The letter also condemned the closing of the McGill Life Sciences Library and the Education Library, the centralization and restructuring of Arts Faculty administrative offices, and the cutting of over 100 Arts courses. These actions taken by the Administration were used to justify “the abolishing of many full-time employment positions, diminishing the quality and collegial climate of undergraduate education, and contributing to tangible overcrowding in the McLennan and Schulich libraries.”
Casualisation at McGill
According to Sheehan Moore, an outreach coordinator at the Association of McGill University Support Employees (AMUSE) and the Association of McGill University Research Employees (AMURE), McGill is justifying its policy of casualisation with the provincial government’s budget cuts to education and the ensuing deficit. However, Moore characterized the deficit as “non-existing,” referring to University’s recent declaration of a $4.3 million surplus in its 2014-15 fiscal budget.
While originally forecasting a $7 million deficit, Provost Anthony Masi announced the unexpected surplus at McGill’s Senate on April 22. Similarly, in the 2013-14 academic year, the University was expecting an operating deficit of about $10 million, but instead ran an operating surplus of over $15 million.
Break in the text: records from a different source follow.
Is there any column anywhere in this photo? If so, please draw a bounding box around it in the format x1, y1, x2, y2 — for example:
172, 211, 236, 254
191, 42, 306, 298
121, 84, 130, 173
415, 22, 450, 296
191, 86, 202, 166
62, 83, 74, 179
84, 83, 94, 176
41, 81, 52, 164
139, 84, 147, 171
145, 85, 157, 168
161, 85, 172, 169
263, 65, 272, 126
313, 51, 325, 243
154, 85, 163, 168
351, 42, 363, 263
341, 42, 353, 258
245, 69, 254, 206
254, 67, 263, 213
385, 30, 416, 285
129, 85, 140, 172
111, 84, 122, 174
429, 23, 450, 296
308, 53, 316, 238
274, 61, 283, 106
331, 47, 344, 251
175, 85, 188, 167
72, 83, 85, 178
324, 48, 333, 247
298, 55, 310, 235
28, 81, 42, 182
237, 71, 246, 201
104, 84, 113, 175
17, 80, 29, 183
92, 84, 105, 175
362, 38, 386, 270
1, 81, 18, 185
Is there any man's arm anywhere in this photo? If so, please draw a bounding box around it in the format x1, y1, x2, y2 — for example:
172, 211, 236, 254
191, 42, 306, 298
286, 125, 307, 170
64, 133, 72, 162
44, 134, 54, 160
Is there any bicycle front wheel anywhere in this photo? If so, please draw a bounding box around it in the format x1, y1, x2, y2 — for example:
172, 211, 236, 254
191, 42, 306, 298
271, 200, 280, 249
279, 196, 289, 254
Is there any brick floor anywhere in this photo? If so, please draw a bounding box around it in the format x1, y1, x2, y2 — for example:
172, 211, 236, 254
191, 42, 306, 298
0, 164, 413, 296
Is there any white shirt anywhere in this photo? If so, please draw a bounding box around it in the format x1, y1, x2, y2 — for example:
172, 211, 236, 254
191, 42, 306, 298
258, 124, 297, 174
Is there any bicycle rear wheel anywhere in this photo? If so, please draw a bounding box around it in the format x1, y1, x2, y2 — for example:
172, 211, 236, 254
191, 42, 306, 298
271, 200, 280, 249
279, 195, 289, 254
Still, the University’s 2015-16 budget forecasts an additional $11 million reduction in the operating budget, to be mitigated by the continuation of cost-cutting practices introduced in the past two years, including casualisation.
“What [casualisation] means is the process by which good, well-paid, stable jobs are destabilized and replaced by temporary and precarious jobs, with fewer benefits et cetera. At McGill, this instability takes the form of short-term contracts, constant contract renewals, [and] unreliable schedules,” said Moore.
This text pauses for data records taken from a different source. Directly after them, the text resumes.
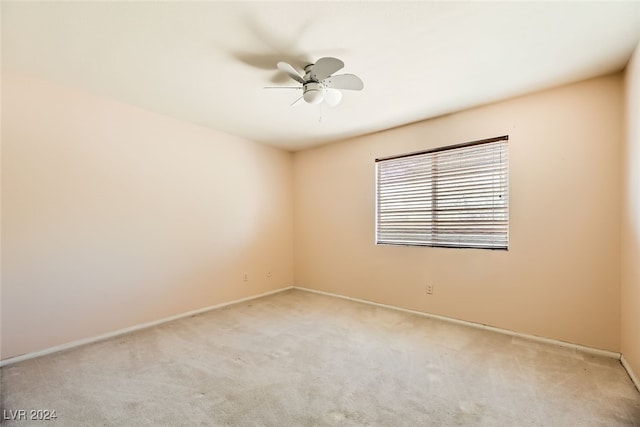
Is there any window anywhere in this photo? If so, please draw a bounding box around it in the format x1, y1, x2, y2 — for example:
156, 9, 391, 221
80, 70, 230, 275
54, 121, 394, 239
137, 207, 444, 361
375, 136, 508, 250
AMUSE to start negotiating collective agreement
Moore explained that AMUSE’s collective agreement with McGill expired on April 20, although it will remain in effect until a new bargain is struck. The union will begin negotiating with the University in May.
Addressing the crowd at the rally, McGill worker and member of the AMUSE bargaining team Agatha Slupek declared on behalf of the Inter-Union Council that “unions at McGill will be joining [their] comrades in the fast-food and retail industries [in calling] for a $15 campus-wide minimum wage.”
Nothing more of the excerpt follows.